A $1.6 million payment in the current budget shored up a system that was left with $68,000 at the end of last fiscal year, which closed in June 2018, however, the fund remains only 13 percent funded.
Mayor Mark Kaczynski and Board of Finance Chairperson Sam Lomaglio said they are working on a deal to cut roughly $400,000 from the pension contribution in the proposed budget, shifting those funds to the general fund budget to offset the need for a tax increase.
The $1.2 million pension contribution would be less than the actuaries’ recommendation, but Kaczynskibelieves $1 million should cover anticipated buyouts next year. The remaining $200,000 would go towards annuity payments.
“It’s a way we can reduce the mill rate and not really hurt anything,” Kaczynski said. “It’s not an ideal situation, but we still have money set aside for the pension fund.”
The council is expected to vote on the Board of Finance’s budget proposal by Wednesday night.
The payment would come from the budget reserve fund, essentially the rainy day fund, allowing the town to cover buyouts anticipated for this year without having to raise taxes or push services out of the budget.
The majority of the annuity payment makes up for years of underfunding. Berlin only began contributing the recommended amount 2018, and often paid between nothing and $700,000 in prior years, Finance Director Kevin Delaney said.
He also said the town would only need to pay $100,000 next year if it had been making the recommended payments annually.
"This has been built up over many years and so part of it is also, for lack of a better word, fairness. Taxpayers today, it could be residents or businesses, taxpayers today are being asked to pay on a liability that's been built up over many, many years," he said. "It's probably not fair to burden today's taxpayer with all of that cost if we can avoid it.”
Delaney said if the employees remaining on the plan all took buyouts this year the town would face a $7 million payout, however, he only anticipates two to three of the 13 eligible members to retire in 2019. For around five years, every member of the plan who has retired has taken a lump sum payout rather than ongoing annuity payments, which has drained an already starved fund.

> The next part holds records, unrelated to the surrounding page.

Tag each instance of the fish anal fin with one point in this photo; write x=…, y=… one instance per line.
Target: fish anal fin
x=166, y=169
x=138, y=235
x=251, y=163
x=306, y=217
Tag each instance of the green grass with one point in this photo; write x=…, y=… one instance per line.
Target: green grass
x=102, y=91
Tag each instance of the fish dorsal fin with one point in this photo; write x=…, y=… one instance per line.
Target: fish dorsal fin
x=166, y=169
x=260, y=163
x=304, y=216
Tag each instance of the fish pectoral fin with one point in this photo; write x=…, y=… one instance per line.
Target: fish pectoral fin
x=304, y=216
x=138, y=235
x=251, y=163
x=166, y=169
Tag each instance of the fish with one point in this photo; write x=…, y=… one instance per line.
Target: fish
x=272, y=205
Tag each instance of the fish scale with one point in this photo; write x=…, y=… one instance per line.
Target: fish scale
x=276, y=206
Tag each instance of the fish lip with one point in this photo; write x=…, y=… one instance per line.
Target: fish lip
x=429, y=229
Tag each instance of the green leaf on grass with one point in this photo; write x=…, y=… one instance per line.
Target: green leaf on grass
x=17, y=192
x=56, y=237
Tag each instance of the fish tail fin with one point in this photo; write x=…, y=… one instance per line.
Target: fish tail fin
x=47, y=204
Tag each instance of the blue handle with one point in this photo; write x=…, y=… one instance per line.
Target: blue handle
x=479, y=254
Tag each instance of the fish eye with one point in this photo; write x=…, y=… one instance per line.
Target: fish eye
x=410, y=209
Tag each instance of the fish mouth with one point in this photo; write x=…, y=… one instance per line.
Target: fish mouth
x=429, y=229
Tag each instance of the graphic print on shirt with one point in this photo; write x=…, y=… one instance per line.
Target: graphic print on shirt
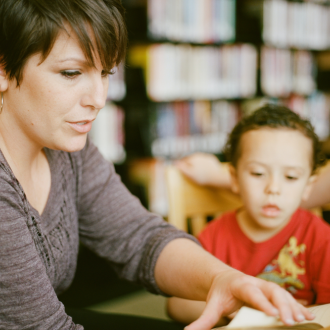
x=286, y=268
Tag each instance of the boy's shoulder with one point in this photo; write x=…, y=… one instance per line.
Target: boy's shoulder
x=227, y=219
x=312, y=224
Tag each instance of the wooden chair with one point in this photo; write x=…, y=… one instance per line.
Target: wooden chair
x=188, y=200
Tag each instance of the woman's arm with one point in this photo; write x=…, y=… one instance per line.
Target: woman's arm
x=205, y=169
x=185, y=270
x=187, y=311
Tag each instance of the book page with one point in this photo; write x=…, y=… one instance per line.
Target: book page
x=248, y=317
x=251, y=318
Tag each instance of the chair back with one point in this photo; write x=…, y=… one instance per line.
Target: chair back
x=188, y=200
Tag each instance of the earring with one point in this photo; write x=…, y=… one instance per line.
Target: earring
x=1, y=103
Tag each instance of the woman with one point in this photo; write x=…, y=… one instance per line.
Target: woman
x=56, y=189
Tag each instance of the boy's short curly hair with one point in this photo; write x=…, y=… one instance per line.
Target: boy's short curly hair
x=28, y=27
x=273, y=116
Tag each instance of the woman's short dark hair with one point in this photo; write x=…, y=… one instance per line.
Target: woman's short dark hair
x=273, y=116
x=28, y=27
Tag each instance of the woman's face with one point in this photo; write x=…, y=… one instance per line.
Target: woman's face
x=57, y=100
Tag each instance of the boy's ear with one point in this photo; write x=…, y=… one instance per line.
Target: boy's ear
x=309, y=187
x=3, y=80
x=234, y=179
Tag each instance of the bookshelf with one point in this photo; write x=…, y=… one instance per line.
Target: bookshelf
x=194, y=67
x=108, y=129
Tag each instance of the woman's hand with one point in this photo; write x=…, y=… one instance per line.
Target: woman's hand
x=231, y=288
x=205, y=169
x=185, y=270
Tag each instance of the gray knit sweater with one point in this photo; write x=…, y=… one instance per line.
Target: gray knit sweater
x=38, y=254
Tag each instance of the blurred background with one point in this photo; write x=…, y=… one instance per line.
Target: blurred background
x=193, y=69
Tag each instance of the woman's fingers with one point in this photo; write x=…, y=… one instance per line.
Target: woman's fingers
x=210, y=316
x=271, y=299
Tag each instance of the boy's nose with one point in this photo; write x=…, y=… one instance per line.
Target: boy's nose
x=273, y=187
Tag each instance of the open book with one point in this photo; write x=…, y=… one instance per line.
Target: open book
x=251, y=318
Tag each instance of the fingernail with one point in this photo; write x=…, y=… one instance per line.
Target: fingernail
x=289, y=321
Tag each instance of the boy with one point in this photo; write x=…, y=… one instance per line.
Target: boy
x=274, y=155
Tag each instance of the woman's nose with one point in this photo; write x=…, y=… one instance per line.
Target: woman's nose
x=97, y=92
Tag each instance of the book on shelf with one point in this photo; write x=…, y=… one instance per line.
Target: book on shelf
x=107, y=133
x=248, y=318
x=196, y=21
x=117, y=86
x=284, y=72
x=180, y=128
x=296, y=24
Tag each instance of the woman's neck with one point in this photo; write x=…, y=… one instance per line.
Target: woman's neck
x=28, y=163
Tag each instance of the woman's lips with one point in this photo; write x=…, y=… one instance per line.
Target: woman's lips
x=81, y=127
x=270, y=211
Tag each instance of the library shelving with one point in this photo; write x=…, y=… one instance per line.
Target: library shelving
x=194, y=67
x=108, y=129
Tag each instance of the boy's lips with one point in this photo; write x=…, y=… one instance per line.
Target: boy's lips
x=270, y=211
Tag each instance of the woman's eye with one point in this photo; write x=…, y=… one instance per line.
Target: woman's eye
x=70, y=74
x=106, y=73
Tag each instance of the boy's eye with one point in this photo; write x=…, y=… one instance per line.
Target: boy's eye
x=257, y=173
x=70, y=74
x=291, y=177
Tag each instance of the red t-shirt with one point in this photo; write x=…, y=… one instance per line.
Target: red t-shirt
x=297, y=258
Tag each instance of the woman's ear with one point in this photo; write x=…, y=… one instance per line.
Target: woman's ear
x=3, y=80
x=234, y=179
x=308, y=187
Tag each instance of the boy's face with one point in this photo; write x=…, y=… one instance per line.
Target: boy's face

Berlin Police Sgt. Mark Soneson, who is the vice president of the local police union, said employees prefer the buyout over an annuity largely because it allows for more flexible estate planning and can accommodate for inflation if a portion of the money is invested. Of the 13 remaining members of the pension plan eligible for a buyout, 11 are in the police department.
Soneson also noted that the annuity does not account for inflation. He pointed to one officer who retired in 1979 and received around $6,000 a year, which would be worth $35,602.25 today, according to the Bureau of Labor Statistics, until his death in 2013.
There’s no concern that the town won’t honor its obligations, Soneson said, however, years of not setting aside money have placed today’s taxpayers in an unfair bind.
“They kicked the can down the road,” he said. “What would bother me is...people who live here now are paying for a tax break essentially that people 20 years ago got.”